May Wrap-up

May has once again been a really productive reading month for me. I ended up reading 39 books in total! In this post, I’ll share my reviews for my 4 and 5 star reads of the month 🙂

Initially, I started out with a symbolic Goodreads goal set to 1 book, to not feel any pressure to stay on track towards a reading goal. But since I’ve already read so many books, I’ve now upped it to 365 books, just like my goal for 2018. That should be doable, as I’m already ahead of schedule to reach that goal. If my reading keeps going as well as it is now, I might even up my goal towards 400 books!

Caleb Roehrig – Last Seen Leaving

After reading and loving Death Prefers Blondes, I really wanted to read Caleb Roehrig’s other books as well. I started with this one, and I really enjoyed it!
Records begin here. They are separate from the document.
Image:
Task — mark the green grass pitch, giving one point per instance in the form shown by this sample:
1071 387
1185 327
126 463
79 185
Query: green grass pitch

Hopefully I’ll be able to pick up White Rabbit soon.

While this is a very different book in a lot of ways, I do love how much character depth there was again. I’m not always the biggest fan of the thriller genre because plotdriven books tend to lack character development and that’s my personal preference, but this is definitely a book I’d reread, because it offered a lot more than just an engaging plot!

Rep: gay MC, gay Muslim love interest, Japanese side character, black side character

CWs: rape, sexual assault/harrassment, pedophilia, sexism/misogyny, classism, homophobia, murder, violence, graphic descriptions of blood and wounds

Archie Bongiovanni – Grease Rats

I was sent an eARC of this book through Netgalley, in exchange for my honest review.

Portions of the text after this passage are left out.